Alternatives to Restraints
Many alternatives to using restraints in long-term care centers have been developed. Most interventions focus on the individualization of client care and elimination of medications with side effects that cause aggression and the need for restraints. Common interventions used as alternatives to restraints include routine daily schedules, regular feeding times, intentional rounding, frequent toileting, and effective pain management.[36]

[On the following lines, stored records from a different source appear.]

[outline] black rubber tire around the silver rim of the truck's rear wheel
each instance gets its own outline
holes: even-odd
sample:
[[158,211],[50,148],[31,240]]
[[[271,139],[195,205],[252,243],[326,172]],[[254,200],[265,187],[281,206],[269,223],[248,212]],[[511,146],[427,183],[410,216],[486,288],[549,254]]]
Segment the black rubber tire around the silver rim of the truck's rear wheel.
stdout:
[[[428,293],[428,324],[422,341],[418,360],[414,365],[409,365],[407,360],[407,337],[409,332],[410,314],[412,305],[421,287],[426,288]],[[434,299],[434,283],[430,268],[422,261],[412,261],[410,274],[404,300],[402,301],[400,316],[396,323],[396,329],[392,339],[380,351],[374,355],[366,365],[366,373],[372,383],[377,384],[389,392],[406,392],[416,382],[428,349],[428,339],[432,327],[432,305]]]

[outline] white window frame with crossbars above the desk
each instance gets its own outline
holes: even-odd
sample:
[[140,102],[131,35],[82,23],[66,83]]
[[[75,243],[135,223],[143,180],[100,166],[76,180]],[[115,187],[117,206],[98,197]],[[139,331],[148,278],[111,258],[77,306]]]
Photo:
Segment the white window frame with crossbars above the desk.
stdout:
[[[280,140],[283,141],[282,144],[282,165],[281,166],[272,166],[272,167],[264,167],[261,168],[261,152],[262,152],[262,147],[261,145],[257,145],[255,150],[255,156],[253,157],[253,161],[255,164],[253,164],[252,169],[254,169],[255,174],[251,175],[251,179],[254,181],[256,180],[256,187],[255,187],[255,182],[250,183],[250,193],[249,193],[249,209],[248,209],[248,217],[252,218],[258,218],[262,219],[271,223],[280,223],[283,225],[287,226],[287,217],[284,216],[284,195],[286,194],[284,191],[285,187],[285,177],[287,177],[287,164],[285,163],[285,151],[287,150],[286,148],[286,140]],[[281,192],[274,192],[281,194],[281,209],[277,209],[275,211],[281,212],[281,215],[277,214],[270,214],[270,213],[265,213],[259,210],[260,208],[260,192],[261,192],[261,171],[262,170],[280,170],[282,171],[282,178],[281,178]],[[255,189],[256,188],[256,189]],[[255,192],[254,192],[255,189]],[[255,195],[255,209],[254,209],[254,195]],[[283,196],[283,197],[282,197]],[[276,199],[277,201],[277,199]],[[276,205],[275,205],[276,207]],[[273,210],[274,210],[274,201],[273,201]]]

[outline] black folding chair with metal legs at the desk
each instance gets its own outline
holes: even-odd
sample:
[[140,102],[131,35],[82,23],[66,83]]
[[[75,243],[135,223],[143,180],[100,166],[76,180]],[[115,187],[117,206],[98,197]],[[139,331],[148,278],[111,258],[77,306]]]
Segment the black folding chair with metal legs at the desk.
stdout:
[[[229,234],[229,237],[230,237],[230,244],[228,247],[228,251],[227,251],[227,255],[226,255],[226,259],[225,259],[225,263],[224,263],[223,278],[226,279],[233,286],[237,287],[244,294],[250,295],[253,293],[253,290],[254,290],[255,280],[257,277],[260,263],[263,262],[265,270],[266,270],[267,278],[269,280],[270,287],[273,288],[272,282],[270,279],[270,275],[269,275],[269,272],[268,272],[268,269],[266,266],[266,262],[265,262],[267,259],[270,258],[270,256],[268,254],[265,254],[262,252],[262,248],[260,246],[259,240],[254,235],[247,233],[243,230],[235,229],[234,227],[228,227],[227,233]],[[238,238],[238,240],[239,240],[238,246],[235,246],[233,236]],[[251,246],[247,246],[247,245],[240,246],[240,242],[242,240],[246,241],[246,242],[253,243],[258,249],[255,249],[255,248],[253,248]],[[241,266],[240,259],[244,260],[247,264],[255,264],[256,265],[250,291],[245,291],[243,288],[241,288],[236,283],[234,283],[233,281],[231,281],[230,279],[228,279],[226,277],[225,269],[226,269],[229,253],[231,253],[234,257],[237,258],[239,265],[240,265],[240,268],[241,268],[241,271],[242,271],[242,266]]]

Diversionary techniques such as television, music, games, or looking out a window can also be used to help to calm a restless client. Encouraging restless clients to spend time in a supervised area, such as a dining room, lounge, or near the nurses’ station, helps to prevent their desire to get up and move around. If these techniques are not successful, bed and chair alarms or the use of a sitter at the bedside are also considered alternatives to restraints.